On terms of achievements, there is quite a few things I am proud of. I finished my GCSES with all A*-C grades, I completed my A Levels with A-C grades & I’ve got a foundation diploma in Art & Design. For someone who hated college and made every excuse possible not to go, I am so proud that I achieved what I wanted to achieve. Although I decided against uni and completely changed my mind on my career half way through the course (you can read about that here) I stuck it out and finished it and I am definitely proud of that.
My career was always my number one priority so coming to a dead end and having no idea what I wanted to do really hit me hard. However, I now have the chance to find myself properly and follow my passions. For example digital drawings, I don’t know where I want to go with it, I just know I love doing them. Makeup, I’ve always had a passion for makeup and would absolutely love to do a makeup course but with both things its a case of sucking it up and growing the balls to put myself out there, which I’m still learning to do.
Another thing I’m proud of is my blog.
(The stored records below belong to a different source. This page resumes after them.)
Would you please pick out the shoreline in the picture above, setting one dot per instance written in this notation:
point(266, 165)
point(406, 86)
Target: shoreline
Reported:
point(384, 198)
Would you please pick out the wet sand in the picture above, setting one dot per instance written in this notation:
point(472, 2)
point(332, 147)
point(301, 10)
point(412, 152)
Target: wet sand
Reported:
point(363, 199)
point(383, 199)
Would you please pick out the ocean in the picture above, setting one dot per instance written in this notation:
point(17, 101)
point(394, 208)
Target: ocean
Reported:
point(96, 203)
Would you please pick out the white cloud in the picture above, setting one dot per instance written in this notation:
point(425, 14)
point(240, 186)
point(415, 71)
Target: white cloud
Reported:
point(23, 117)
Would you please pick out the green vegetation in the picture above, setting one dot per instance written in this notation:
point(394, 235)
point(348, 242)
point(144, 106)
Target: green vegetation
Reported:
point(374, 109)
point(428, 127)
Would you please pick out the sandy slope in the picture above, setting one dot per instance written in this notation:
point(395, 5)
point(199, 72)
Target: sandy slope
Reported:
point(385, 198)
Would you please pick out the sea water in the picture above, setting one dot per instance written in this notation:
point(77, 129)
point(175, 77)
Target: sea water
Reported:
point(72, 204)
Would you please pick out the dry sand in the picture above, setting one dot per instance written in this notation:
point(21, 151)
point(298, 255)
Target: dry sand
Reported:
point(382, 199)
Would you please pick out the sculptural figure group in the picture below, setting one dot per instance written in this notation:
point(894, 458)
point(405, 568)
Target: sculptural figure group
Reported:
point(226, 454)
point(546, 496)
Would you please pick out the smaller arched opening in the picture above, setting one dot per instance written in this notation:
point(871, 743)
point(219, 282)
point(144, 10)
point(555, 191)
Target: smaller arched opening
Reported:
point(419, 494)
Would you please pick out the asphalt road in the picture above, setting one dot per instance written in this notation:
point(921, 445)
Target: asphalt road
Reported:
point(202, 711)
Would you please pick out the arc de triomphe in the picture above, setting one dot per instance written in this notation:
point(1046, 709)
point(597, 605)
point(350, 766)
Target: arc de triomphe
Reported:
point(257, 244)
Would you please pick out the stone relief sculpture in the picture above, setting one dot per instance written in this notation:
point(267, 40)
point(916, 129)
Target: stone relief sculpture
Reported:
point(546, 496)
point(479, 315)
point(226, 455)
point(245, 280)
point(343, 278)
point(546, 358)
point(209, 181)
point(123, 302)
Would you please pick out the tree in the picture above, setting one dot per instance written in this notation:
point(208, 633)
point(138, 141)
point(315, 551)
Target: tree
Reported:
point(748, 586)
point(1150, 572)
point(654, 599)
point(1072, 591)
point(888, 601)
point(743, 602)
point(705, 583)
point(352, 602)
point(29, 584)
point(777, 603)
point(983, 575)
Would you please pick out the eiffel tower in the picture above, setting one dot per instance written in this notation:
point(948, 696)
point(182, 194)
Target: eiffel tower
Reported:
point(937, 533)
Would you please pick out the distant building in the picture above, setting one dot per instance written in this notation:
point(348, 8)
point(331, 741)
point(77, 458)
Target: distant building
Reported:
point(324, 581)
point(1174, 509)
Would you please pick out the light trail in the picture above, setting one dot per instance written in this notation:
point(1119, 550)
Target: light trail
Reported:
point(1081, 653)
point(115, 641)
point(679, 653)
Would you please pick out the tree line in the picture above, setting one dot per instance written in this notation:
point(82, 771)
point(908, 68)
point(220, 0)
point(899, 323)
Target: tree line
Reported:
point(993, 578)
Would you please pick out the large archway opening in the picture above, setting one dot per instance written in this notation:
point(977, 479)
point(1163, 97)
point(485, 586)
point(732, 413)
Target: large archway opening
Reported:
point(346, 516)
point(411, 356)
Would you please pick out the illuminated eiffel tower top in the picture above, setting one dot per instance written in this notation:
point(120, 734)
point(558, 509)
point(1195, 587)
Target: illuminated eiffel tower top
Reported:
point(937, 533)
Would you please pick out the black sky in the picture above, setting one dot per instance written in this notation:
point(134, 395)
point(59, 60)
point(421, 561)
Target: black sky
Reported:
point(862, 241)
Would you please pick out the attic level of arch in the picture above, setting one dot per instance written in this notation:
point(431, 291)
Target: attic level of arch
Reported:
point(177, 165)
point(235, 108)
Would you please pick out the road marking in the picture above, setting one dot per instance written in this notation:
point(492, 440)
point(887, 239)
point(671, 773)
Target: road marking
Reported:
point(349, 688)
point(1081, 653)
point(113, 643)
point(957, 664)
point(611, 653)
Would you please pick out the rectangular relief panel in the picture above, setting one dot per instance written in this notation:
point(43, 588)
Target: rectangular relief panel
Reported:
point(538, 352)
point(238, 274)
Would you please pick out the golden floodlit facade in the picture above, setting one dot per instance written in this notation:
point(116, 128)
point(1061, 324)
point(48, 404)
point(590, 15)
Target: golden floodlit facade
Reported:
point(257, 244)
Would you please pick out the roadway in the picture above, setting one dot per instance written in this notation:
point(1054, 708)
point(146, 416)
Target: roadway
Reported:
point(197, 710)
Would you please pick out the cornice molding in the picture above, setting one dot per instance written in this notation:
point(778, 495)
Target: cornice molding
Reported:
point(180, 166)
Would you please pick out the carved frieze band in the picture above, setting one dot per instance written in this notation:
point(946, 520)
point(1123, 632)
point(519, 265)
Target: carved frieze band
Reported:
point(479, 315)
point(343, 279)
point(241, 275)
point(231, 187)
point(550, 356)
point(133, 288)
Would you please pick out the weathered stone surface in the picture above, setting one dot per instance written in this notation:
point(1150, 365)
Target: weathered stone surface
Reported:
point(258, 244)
I love having my own little space on the internet where I can ramble about whatever the hell I like. I’ve had some amazing opportunities through my blog, which I never dreamed of getting. I’ve travelled up the country to meet people I’ve never ever met before, that’s something else I’m proud of! Some of the girls I’ve met through blogging are now some of my best friends and I don’t know what I’d do without them.
My health has been up and down a lot this year resulting in me not being able to drive. So I haven’t achieved that goal yet, but I will one day. This also taught me to be spontaneous with things, you never know what is around the corner so just suck it up and do it! You’ll only regret it if you don’t.
I’ve travelled, I’ve been to places I’ve always wanted to go. I’ve been able to buy things I’ve always dreamed of owning, I’ve pushed myself out of my comfort zone, I’ve tried new things, I’ve learnt new techniques, I’ve made new friends and I’m the happiest I’ve ever been! If being 20 is going to be half as good as being 19 was, then bring it on!